Martin Francoeur
Le Nouvelliste
Martin Francoeur
Sylvain Leblanc
Sylvain Leblanc

Une chance qu’il y avait le bureau du député...

ÉDITORIAL / C’est une histoire surréaliste qui est arrivée à Sylvain Leblanc, un travailleur autonome de Saint-Mathieu-du-Parc qui s’était fait voler son identité et qui a vu ses versements de la prestation canadienne d’urgence interrompus. Déjà qu’on imagine le cauchemar que peut provoquer une absence de revenus pour une période prolongée, on constate aussi qu’il y a un problème majeur dans la prestation du service à la clientèle. Passer par le bureau d’un député pour régler un dossier semblable ne devrait pas devenir une norme.

On savait que la PCU allait être un objet de convoitise pour de nombreux fraudeurs et c’est ce qui semble avoir provoqué l’interruption des versements à Sylvain Leblanc.

Après avoir constaté un délai anormal de quelques jours dans le versement de son aide financière fédérale, le Mathieusaintois s’est rendu sur le site web de l’Agence du revenu du Canada et y a fait la triste découverte: un fraudeur avait usurpé son identité pour modifier les coordonnées bancaires associées au versement des prestations.

Il y a d’abord eu les longs délais pour joindre quelqu’un à l’Agence du revenu. Même en n’étant pas victime de vol d’identité, c’est déjà un parcours du combattant pour de nombreux Canadiens. La pandémie de COVID-19 a fait exploser les demandes et avec le télétravail qui a aussi touché la fonction publique, le nombre de préposés pouvant répondre aux appels n’était pas suffisant. La fonction publique fédérale a dû transférer de nombreux employés pour répondre aux appels concernant l’assurance-emploi et la PCU mais ça n’a jamais été suffisant.

Lorsqu’il a pu joindre quelqu’un, on lui a répondu qu’il devait lui-même gérer cette situation pour obtenir son versement. C’est évidemment une réponse inacceptable pour quelqu’un qui se retrouve sans revenus et qui essaie simplement de régulariser son dossier au sein de l’agence fédérale.

Après avoir enfin pu voir plus clair sur ce qui lui était arrivé, il a de nouveau contacté l’Agence du revenu du Canada pour les informer de la situation exacte dans laquelle il s’est malgré lui retrouvé. L’homme n’était pas au bout de ses peines: on lui a dit qu’il faudrait compter au moins 40 jours avant de pouvoir toucher les prestations auxquelles il avait droit et qu’il n’avait pas reçues. C’est presque six semaines sans revenus.

Il aura fallu l’intervention du personnel du bureau de circonscription du député bloquiste de Berthier-Maskinongé, Yves Perron, pour que son dossier puisse être traité rapidement et pour que les correctifs soient apportés.

Il est vrai que les députés de la Chambre des Communes ont des canaux de communication plus directs et plus rapides avec les différents ministères et agences fédérales. C’est très bien ainsi. Mais dans le cas qui nous concerne, un citoyen aurait normalement dû pouvoir régler lui-même, avec l’assistance du personnel de l’Agence du revenu du Canada, une telle situation.

Le hic, c’est que l’Agence du revenu du Canada ou Service Canada n’ont jamais eu les ressources suffisantes ou suffisamment compétentes pour régler de tels dossiers. Les cas de citoyens qui étaient incapables de joindre ces services ou d’avoir des réponses claires pour une situation qui sort un tant soit peu de l’ordinaire sont nombreux. Trop nombreux.

Même si les bureaux de députés font un travail exceptionnel pour aider les citoyens, il ne faudrait pas que cela devienne la norme pour régulariser certains dossiers ou pour simplement fournir aux citoyens l’aide à laquelle ils ont droit.

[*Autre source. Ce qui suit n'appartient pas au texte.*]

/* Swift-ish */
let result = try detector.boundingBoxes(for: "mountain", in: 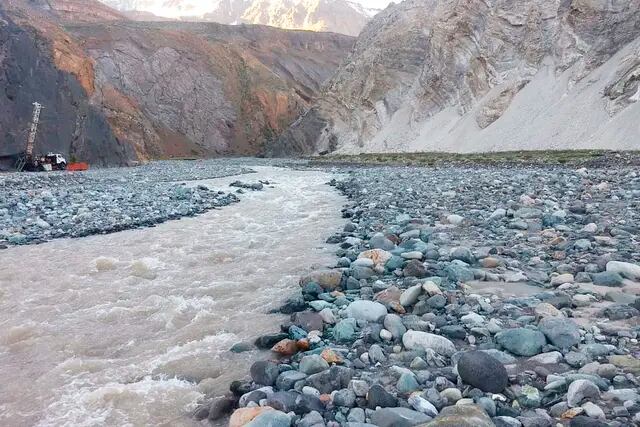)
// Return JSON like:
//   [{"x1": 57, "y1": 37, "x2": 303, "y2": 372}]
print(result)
[
  {"x1": 270, "y1": 0, "x2": 640, "y2": 155},
  {"x1": 0, "y1": 0, "x2": 354, "y2": 165},
  {"x1": 101, "y1": 0, "x2": 379, "y2": 36}
]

Il est de la responsabilité du gouvernement fédéral de déployer un effectif suffisant et compétent pour traiter tous les cas, même ceux qui sont complexes et qui sortent du cadre habituel de réponses que les fonctionnaires doivent être en mesure de fournir.

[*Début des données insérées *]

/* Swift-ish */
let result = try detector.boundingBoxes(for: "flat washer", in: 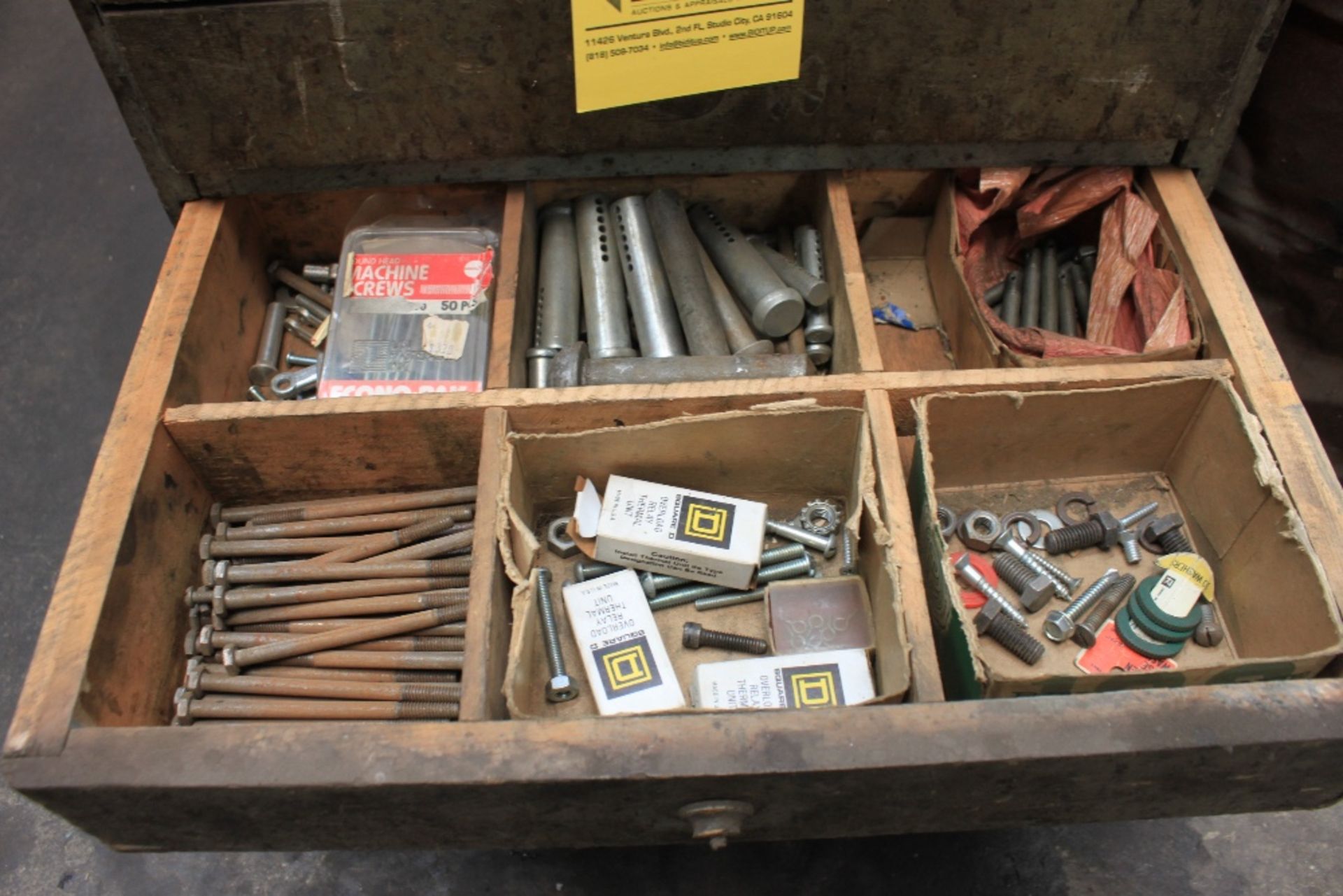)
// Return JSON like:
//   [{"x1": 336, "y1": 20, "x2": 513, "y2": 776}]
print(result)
[
  {"x1": 1125, "y1": 591, "x2": 1194, "y2": 643},
  {"x1": 1115, "y1": 607, "x2": 1184, "y2": 660},
  {"x1": 1133, "y1": 575, "x2": 1203, "y2": 634}
]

L’annonce de la transition prochaine des dossiers de la PCU vers l’assurance-emploi n’augure rien de bon pour les prestataires. Une telle transformation entraînera son lot de questions et de situations pour lesquelles les citoyens qui touchent ces prestations voudront avoir des informations et des précisions. Cela risque, une fois de plus, de submerger d’appels les préposés à l’information et au traitement des dossiers.

La réponse du fédéral pour une aide financière d’urgence dans le contexte des pertes d’emploi liées à la pandémie de COVID-19 a été exemplaire. Le service qui aurait dû venir avec semble l’être beaucoup moins.